Expectations of higher US inflation and interest rate hikes by the Federal Reserve have driven the greenback to a more than 6 per cent gain in the last two months, its strongest showing over a similar period since early 2015.
Most currency players expect the gains to continue. But the combination of the US Thanksgiving holiday, the processing of corporate flows before the month-end and perceived risks looming for markets in the first half of December led some to cash in gains now.
"The latest consolidation has many investors wondering if it's time to sell dollars," said Kathy Lien, managing director of FX strategy at BK Asset Management in New York.

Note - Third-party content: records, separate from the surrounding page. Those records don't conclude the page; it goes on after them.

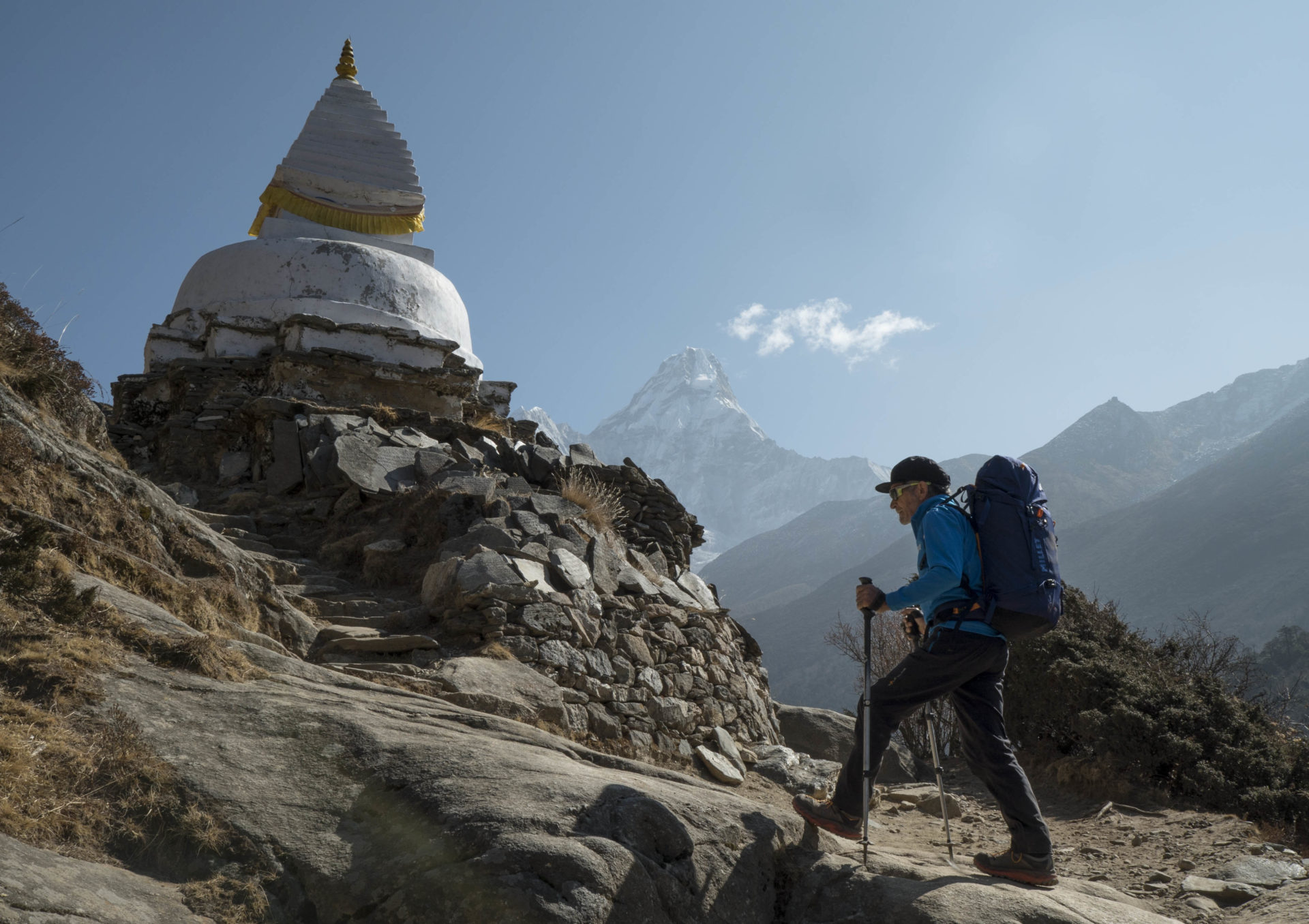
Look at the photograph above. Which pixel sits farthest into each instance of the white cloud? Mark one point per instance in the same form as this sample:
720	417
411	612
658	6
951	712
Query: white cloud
744	326
821	328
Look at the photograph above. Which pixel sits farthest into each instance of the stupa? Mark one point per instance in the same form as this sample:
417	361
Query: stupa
333	262
329	309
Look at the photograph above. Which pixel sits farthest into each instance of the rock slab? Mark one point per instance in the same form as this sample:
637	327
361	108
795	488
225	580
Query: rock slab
42	888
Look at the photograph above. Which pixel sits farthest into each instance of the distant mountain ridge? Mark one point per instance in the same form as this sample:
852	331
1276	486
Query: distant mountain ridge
1145	516
687	427
1109	459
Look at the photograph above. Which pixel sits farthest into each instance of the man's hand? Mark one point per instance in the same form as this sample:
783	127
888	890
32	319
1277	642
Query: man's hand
914	623
869	597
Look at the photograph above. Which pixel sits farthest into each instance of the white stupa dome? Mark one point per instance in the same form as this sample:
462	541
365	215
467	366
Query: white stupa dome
334	240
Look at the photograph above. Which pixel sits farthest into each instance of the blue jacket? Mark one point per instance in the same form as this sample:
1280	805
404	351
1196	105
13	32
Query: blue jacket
947	554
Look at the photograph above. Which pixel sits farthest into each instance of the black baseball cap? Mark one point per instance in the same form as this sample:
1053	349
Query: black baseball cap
916	469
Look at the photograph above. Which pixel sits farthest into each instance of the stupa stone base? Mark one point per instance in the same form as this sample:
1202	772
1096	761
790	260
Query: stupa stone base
213	418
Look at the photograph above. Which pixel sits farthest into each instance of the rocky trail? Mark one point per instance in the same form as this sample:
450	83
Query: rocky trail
448	694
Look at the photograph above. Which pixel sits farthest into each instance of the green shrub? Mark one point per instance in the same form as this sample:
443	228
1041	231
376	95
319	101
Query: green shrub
1100	702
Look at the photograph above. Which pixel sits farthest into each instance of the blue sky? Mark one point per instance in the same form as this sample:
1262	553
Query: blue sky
1077	200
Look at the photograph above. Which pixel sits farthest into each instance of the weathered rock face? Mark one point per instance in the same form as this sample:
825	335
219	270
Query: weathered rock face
600	605
42	888
381	805
830	736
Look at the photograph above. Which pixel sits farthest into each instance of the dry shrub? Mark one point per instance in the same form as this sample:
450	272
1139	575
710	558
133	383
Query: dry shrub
196	653
347	551
227	899
16	456
601	504
487	419
889	647
1156	715
382	414
494	649
37	367
89	786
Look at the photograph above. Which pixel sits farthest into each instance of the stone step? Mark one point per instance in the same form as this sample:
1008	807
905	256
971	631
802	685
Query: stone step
370	672
335	610
363	622
382	644
325	580
250	544
316	592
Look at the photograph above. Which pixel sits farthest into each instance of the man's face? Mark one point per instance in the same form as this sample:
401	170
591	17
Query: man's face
905	499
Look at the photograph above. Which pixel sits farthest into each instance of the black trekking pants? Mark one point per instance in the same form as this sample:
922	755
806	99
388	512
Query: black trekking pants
969	668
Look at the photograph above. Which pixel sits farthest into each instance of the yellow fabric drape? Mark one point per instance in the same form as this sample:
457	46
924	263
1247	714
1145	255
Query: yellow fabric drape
322	214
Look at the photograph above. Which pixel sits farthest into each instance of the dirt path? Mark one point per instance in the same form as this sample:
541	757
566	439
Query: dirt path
1145	852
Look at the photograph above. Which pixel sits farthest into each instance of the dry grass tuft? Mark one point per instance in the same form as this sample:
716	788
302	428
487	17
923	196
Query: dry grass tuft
603	504
35	367
494	649
382	414
228	901
198	653
487	419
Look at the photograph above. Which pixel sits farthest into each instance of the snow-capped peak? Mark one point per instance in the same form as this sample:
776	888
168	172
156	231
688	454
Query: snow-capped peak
689	390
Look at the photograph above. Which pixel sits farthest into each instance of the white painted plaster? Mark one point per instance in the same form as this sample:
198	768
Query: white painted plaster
341	280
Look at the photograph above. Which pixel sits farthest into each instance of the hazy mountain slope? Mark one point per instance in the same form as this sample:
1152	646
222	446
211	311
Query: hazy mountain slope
802	669
787	563
1114	456
1231	541
1108	460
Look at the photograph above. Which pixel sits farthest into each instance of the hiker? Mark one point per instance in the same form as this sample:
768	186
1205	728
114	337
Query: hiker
961	656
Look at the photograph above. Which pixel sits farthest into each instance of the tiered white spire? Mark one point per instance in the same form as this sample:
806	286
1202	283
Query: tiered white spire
348	168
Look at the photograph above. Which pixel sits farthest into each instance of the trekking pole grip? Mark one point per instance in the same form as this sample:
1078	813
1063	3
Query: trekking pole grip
866	580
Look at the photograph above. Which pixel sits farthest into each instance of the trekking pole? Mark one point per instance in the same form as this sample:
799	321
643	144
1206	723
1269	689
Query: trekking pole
936	756
940	780
866	718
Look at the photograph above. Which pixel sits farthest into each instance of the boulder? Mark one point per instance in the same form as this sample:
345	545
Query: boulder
605	566
483	534
695	585
798	774
554	506
439	581
430	462
826	888
374	467
287	469
830	736
571	568
42	888
933	805
532	571
1260	871
1220	891
635	583
582	453
136	609
482	570
385	805
720	769
728	749
502	689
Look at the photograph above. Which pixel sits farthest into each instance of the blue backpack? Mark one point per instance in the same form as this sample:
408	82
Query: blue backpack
1021	589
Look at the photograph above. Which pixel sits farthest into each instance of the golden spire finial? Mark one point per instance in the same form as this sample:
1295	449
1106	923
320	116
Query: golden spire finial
346	68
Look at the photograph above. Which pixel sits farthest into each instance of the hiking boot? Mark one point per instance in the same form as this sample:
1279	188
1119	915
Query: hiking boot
828	817
1034	869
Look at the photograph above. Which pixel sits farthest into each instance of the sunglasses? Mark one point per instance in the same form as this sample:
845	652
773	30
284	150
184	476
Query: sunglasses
902	489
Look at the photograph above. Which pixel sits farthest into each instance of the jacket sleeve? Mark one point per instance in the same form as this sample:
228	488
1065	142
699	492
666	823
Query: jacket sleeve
943	544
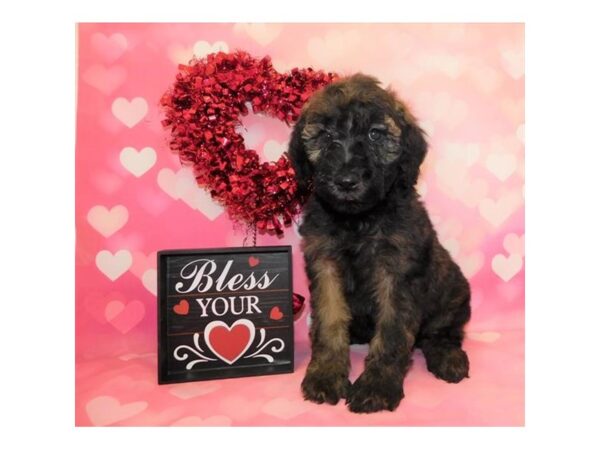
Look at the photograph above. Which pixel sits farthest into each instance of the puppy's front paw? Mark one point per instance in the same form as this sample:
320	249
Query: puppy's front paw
370	395
325	388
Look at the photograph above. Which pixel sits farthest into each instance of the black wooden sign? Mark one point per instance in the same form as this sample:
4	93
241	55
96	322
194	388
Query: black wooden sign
224	313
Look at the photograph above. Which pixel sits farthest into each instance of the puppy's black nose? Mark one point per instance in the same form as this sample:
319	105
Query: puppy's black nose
347	182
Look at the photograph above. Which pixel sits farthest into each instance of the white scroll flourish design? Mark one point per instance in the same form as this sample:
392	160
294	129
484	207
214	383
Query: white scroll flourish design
183	352
278	346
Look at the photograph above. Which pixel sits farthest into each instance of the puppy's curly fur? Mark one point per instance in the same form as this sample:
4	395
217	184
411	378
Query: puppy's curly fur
377	271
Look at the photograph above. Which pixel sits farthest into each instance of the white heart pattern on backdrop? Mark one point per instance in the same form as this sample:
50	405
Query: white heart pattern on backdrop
502	165
496	212
106	410
130	112
113	266
507	268
107	222
105	79
181	185
137	163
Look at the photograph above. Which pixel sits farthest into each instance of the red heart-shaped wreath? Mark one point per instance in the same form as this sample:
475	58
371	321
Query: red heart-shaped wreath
202	110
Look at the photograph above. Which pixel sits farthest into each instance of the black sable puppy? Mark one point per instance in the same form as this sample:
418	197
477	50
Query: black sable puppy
377	271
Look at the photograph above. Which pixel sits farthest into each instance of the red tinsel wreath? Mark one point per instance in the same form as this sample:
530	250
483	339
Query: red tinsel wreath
203	108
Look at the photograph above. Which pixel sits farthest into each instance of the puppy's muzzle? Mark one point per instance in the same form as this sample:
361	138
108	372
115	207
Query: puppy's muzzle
347	182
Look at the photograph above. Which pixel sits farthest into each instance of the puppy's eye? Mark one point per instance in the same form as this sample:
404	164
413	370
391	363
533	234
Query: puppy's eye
375	134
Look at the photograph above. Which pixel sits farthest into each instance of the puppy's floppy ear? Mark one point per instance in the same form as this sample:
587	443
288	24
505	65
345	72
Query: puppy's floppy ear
299	158
413	150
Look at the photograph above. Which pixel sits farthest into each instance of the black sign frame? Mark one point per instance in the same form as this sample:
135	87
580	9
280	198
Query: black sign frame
165	375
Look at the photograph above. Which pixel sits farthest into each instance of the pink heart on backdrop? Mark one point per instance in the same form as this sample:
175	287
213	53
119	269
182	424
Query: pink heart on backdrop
113	265
106	410
195	421
187	391
109	47
507	268
487	336
105	79
129	112
149	280
497	211
263	33
514	244
471	264
502	165
473	192
284	408
124	316
107	222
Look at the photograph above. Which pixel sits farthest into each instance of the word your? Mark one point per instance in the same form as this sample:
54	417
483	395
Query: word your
202	278
219	306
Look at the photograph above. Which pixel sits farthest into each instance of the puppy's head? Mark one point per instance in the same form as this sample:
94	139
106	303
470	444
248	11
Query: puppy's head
354	142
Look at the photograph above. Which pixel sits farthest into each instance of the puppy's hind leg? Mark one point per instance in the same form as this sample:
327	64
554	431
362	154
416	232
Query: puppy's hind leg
441	339
326	379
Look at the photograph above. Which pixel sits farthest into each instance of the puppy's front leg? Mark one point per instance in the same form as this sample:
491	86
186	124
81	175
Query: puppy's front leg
326	378
380	386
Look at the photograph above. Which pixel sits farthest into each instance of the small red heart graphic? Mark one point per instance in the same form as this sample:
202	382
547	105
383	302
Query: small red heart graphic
276	313
182	308
229	343
253	261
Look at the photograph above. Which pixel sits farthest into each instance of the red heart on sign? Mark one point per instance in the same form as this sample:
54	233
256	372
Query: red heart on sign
253	261
275	313
229	343
182	308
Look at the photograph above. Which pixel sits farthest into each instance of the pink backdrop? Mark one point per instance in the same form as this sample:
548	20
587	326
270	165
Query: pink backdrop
466	85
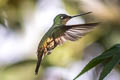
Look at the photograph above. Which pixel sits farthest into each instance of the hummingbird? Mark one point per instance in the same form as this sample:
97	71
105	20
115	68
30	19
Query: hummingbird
59	33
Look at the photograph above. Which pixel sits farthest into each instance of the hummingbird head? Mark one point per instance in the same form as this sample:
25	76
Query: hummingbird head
62	19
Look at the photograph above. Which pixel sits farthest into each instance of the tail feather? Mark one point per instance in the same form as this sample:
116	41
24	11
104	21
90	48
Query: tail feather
38	62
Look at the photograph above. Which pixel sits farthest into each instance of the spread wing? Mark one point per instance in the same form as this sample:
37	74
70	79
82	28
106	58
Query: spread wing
74	32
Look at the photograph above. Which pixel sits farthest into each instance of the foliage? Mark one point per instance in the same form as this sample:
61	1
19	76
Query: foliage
112	53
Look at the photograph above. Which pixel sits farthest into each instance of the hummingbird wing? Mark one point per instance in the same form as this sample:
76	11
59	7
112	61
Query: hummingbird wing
74	32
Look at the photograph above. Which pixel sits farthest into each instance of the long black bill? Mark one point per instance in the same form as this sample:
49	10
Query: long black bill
81	14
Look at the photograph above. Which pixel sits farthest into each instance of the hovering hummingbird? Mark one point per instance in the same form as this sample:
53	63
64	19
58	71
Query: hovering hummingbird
60	33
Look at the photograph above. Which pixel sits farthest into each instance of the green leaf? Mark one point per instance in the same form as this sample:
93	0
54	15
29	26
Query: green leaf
109	66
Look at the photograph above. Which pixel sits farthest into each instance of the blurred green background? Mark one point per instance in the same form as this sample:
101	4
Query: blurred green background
24	22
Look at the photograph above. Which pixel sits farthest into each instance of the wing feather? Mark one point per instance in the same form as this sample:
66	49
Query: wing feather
74	32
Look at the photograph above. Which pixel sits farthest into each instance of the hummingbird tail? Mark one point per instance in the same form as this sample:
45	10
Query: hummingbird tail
38	62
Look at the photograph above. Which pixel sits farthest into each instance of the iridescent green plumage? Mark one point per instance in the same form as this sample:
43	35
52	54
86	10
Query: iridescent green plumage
60	33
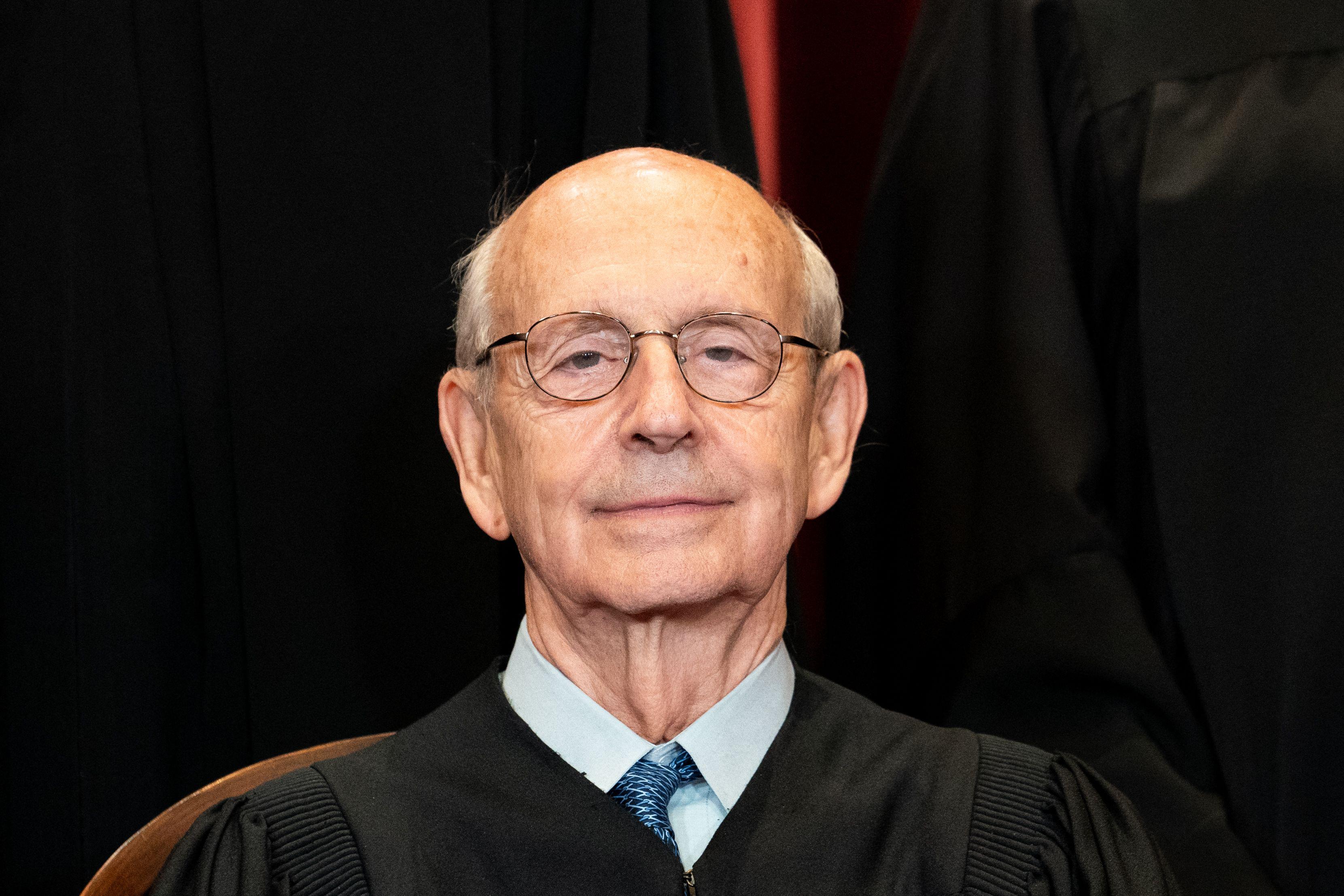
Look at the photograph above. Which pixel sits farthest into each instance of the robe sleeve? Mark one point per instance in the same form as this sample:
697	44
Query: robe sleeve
225	854
1101	847
991	379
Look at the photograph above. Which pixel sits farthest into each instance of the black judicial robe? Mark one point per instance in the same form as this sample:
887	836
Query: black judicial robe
850	798
1101	299
230	529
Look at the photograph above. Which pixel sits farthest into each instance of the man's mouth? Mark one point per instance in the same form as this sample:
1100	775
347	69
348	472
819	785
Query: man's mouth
662	505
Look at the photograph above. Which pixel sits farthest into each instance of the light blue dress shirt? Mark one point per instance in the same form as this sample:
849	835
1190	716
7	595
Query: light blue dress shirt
728	743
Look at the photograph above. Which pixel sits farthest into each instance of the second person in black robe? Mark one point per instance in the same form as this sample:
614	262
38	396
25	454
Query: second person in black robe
1100	301
226	234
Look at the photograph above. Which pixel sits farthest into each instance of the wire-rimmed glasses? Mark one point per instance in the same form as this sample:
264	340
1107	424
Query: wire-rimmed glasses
582	357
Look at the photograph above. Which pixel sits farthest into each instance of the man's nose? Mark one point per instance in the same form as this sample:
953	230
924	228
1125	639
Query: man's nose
663	417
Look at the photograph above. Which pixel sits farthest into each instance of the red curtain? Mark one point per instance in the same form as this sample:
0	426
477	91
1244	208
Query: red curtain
819	77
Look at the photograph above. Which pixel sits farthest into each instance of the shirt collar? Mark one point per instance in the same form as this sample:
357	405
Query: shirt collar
728	743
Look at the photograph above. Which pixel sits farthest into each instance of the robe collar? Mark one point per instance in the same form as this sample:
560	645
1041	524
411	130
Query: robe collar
728	743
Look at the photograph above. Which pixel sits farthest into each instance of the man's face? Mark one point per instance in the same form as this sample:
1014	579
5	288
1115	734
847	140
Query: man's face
651	496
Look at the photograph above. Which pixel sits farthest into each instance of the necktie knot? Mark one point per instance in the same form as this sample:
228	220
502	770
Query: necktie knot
650	783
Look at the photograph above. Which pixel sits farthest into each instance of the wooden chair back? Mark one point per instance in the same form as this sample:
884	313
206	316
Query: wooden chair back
132	870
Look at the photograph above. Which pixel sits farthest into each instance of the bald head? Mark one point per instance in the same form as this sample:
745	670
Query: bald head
663	468
624	210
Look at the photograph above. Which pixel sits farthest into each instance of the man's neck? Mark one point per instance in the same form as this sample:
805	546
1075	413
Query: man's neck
660	672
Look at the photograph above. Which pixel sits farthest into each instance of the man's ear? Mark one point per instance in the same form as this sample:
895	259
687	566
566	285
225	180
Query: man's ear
461	420
842	405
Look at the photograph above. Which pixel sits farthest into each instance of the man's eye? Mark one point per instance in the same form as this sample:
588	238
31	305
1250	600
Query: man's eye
584	361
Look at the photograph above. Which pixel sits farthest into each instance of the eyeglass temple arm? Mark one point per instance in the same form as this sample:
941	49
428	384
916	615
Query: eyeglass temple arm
502	340
799	340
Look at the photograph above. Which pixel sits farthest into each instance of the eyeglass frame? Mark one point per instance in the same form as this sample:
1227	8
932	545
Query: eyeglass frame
633	352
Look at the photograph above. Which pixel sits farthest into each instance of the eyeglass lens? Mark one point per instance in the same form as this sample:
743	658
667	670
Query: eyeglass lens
725	358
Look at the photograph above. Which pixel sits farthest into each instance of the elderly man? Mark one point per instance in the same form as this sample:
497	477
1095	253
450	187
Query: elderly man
650	398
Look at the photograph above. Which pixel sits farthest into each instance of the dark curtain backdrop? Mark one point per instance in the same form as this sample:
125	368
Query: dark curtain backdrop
230	527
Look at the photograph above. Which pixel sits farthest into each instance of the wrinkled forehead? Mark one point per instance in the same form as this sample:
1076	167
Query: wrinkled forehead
654	245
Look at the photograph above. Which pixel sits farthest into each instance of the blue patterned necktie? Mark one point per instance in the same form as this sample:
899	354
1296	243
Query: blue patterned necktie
647	788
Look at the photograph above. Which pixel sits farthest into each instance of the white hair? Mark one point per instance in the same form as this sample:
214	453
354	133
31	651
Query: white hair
473	273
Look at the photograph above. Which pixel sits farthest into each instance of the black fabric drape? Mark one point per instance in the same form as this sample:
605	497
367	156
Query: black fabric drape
230	526
1100	303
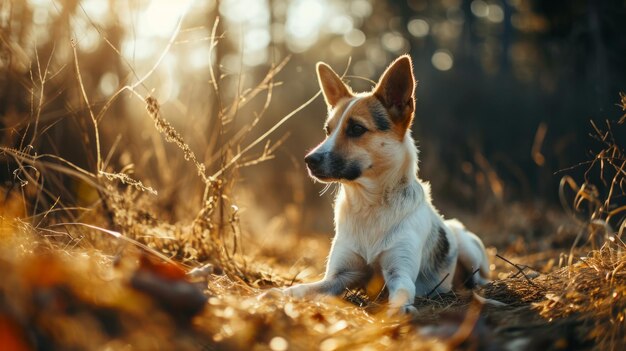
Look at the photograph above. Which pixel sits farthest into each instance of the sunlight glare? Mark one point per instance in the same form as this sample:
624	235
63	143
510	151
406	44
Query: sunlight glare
442	60
305	17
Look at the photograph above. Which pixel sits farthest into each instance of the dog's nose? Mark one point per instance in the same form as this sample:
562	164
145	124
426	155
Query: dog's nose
313	160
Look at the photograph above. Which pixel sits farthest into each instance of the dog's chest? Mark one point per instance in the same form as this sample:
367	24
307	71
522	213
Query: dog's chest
368	236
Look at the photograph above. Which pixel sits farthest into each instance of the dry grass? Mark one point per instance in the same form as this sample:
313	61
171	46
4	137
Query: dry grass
102	267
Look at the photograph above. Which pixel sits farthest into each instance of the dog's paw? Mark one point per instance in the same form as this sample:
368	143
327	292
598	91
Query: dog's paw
297	291
404	310
273	293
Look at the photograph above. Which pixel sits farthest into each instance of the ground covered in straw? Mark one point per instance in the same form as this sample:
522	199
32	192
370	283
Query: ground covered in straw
64	297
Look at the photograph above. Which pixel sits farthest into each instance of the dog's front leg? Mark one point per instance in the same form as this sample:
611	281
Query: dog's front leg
400	268
344	268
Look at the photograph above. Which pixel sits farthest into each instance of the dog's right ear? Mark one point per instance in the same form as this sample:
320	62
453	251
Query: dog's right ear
332	87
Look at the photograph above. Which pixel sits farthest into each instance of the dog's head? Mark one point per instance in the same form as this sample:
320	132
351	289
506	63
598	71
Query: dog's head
365	132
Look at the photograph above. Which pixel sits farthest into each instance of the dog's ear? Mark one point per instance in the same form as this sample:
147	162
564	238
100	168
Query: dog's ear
395	91
332	86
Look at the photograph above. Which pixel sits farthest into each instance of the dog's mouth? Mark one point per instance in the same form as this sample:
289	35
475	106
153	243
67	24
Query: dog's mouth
331	167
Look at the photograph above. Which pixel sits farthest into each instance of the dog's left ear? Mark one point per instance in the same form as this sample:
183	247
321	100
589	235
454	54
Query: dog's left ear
395	91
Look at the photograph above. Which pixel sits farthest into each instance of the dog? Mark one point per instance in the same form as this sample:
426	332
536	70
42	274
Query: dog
384	218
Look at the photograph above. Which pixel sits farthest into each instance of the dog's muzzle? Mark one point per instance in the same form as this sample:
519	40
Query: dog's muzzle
328	166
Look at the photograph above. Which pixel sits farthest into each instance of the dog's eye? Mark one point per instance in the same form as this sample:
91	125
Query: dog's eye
355	130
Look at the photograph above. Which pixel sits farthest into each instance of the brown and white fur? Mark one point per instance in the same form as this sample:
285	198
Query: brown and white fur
384	218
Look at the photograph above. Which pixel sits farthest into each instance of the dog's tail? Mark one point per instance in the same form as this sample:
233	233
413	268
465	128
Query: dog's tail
472	255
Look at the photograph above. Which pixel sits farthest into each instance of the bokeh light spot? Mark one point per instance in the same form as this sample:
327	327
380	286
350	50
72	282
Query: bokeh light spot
355	37
442	60
418	28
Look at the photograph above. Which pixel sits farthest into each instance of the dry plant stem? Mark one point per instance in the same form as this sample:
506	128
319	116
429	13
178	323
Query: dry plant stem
91	114
519	269
265	135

"While there is no question that the dollar is getting ahead of reality and as tempting as it may be to pick a top, the latest pullback is small which means the better trade should be buying the dollar's dips until Fed Chair Janet Yellen tells us otherwise."
In afternoon trading on Friday, US 10-year Treasury yields were up slightly from the previous session at 2.359 per cent, but off from Thursday's 16-month high of 2.417 per cent.
US two-year yields slipped from a more than six-year high hit earlier in the session and were last at 1.130 per cent. The step-back in yields drove a modest selloff in the US dollar.
In early afternoon trading, the US dollar index fell 0.3 per cent to 101.42 after hitting an almost 14-month peak the previous session. The index posted its largest one-day fall since early November.
After hitting an eight-month high of 113.90 yen earlier, the US dollar was down 0.2 per cent against the yen at 113.11 yen, although it still ended the week with a 2 per cent gain.
The euro rose 0.5 per cent to US$1.0601 after dropping to US$1.0518 on Thursday, its lowest since March 2015.
Emerging market equities and currencies, meanwhile, have been hit hard by the spectre of a possible Fed rate hike and potential US trade protectionism under President-elect Donald Trump.
The Turkish lira slumped to a record low even after the country's central bank raised interest rates for the first time in nearly three years on Thursday. The lira was hurt as European Union lawmakers called for a temporary halt to EU membership talks with Ankara.